|Tom Sleight, president and chief executive officer of the USGC|
“We appreciate the Trump administration’s strong support of the Renewable Fuel Standard, but the U.S. Grains Council (USGC) is concerned any move that would relate RINs to exporting ethanol could be severely detrimental to the competitiveness of ethanol exports and would harm the U.S. grains industry,” said Tom Sleight, president and chief executive officer of the USGC. “We believe RINs for exported ethanol could be perceived as an export subsidy, against our World Trade Organization obligations. They could put a target on our back globally.”
He said U.S. ethanol producers are some of the most cost-competitive industries in the world, and as such, believe in free and fair trade within the global marketplace. Last year, ethanol exports reached a record high of 1.37 billion gallons.

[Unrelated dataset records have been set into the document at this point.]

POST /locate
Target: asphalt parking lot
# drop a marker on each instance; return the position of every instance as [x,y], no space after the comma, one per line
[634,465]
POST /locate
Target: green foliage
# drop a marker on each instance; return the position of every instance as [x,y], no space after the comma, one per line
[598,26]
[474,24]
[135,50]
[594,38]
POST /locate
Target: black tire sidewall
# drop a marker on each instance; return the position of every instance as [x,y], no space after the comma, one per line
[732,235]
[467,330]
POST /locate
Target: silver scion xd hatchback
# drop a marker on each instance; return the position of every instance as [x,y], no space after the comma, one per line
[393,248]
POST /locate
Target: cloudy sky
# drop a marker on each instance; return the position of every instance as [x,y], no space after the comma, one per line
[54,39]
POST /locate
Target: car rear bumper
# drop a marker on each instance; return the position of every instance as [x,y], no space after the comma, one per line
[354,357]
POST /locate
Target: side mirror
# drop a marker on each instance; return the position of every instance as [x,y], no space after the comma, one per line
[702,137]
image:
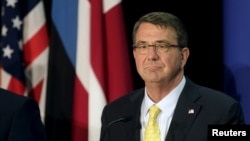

“We are already seeing the impact of trade policy barriers on ethanol exports and we would like to have the U.S. Trade Representative (USTR) look at the implications of export credits for RINs,” Sleight said.
“We are very grateful the president has affirmed his commitment to remove the regulatory barriers to the year-round use of E15, and we look forward to working with EPA to get this done as quickly as possible,” said Bob Dineen, president and CEO of the RFA. “We are also pleased that the president appears to recognize the harm that has been done to the RFS, ethanol producers, and rural America from the unprecedented number and scope of hardship waivers.
“However, the notion of allowing exported ethanol to count toward an oil company’s RFS obligation is extremely problematic. Depending on potential implementation, allowing exports to qualify for RFS compliance could dramatically reduce domestic ethanol demand, while most certainly resulting in retaliatory trade barriers from the countries importing U.S. ethanol. Our trade partners in the international market certainly would not understand why the lowest-priced ethanol in the world requires an export subsidy.”